These days, a large number of investors in the energy industry are overly focused on the natural gas boom in the United States. A plummet in gas prices is altering the strategies of firms with operations focused on domestic exploration and production activities. In this environment, balance across a number of geographies is looking like a smart strategy, and happens to be one employed by Apache Corp (NYSE:APA).
Apache seeks to balance its portfolio of energy assets and diversify its risk by geography, a mix of oil and natural gas producing properties, and reserve life. It has a solid track record of acquiring existing exploration and production properties and exploiting them to their fullest production potential. It has been active so far this year. In January, it announced the $439 million purchase of a 49% interest in an ammonia fertilizer plant in Australia and a multi-billion purchase of private firm Cordillera Energy Partners and its Central Anadarko basin. Past purchases have been from energy giant Exxon Mobil (NYSE:XOM) and BP (NYSE:BP)

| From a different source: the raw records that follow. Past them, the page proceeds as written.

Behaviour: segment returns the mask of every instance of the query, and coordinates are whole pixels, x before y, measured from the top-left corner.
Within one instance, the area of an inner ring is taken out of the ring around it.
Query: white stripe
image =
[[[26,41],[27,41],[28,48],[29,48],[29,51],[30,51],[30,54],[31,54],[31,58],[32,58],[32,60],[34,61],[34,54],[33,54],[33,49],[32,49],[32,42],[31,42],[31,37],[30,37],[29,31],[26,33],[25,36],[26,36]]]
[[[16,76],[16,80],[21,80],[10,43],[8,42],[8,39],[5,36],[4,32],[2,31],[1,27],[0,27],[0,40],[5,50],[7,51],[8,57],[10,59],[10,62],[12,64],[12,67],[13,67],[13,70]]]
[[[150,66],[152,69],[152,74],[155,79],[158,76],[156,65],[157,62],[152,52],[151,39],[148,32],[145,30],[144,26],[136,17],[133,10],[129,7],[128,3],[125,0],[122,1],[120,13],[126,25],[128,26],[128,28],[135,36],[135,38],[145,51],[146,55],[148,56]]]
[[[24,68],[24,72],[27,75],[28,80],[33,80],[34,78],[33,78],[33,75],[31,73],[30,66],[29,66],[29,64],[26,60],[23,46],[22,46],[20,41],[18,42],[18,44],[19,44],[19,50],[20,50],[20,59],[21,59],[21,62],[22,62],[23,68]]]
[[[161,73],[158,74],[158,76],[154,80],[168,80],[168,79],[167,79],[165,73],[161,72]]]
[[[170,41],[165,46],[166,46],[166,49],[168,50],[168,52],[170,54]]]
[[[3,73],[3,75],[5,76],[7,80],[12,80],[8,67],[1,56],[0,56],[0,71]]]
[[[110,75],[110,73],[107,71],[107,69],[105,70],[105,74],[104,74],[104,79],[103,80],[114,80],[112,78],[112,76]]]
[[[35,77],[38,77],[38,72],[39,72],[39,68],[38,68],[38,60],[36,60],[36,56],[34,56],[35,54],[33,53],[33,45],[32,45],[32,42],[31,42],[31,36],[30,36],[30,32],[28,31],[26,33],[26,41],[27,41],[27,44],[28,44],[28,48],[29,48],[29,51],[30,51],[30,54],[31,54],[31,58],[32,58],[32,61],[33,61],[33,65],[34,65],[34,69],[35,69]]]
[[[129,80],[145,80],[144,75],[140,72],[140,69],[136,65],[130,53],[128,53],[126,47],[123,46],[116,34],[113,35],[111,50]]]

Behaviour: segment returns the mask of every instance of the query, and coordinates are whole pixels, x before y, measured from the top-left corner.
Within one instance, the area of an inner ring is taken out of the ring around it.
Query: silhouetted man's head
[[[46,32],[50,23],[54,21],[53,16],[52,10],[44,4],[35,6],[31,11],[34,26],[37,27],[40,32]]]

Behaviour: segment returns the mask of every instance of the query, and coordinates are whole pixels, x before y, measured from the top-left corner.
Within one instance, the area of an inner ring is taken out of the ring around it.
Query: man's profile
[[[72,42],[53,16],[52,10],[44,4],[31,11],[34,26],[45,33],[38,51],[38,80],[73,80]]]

During its first quarter, Apache touted the fact that its “diverse portfolio of worldwide assets enabled the company to post strong financial results despite low North American natural gas prices.” During the quarter, revenue increased 15.6% to $4.5 billion. Reported net income fell more than 30% to $778 million, or $2 per diluted share, but estimated that earnings would have come in closer to $3 per share, or a dime ahead of 2011′s first quarter when backing out charges to lower the value of natural gas properties in Canada.
Outlook and Valuation
For the full year, analysts project total revenue growth north of 9% and total revenues just shy of $18.5 billion. The average earnings estimate currently stands at $12.12 per share. For 2013, revenue growth is projected to be slightly stronger at 10% for total sales north of $20 billion and earnings are pegged at $13.32 per share. This represents forward P/E of 6.8 and 6.2, respectively.
The Bottom Line
Apache’s forward P/E ratios are well below both the industry and market averages that are closer to the mid-teens. Such a discount looks unwarranted given Apache’s solid track record and conservative management team. In contrast, Chesapeake Energy (NYSE:CHK), which remains concentrated on domestic natural gas activity, is garnering outsized attention lately and suffering along with low natural gas prices. The same can be said for Devon Energy (NYSE:DVN). But Apache is just as cheap on and earnings basis and has a diversified revenue stream that can’t be hit by depressed energy prices in one certain region of the world.
At the time of writing, Ryan C. Fuhrmann did not own shares in any of the companies mentioned in this article.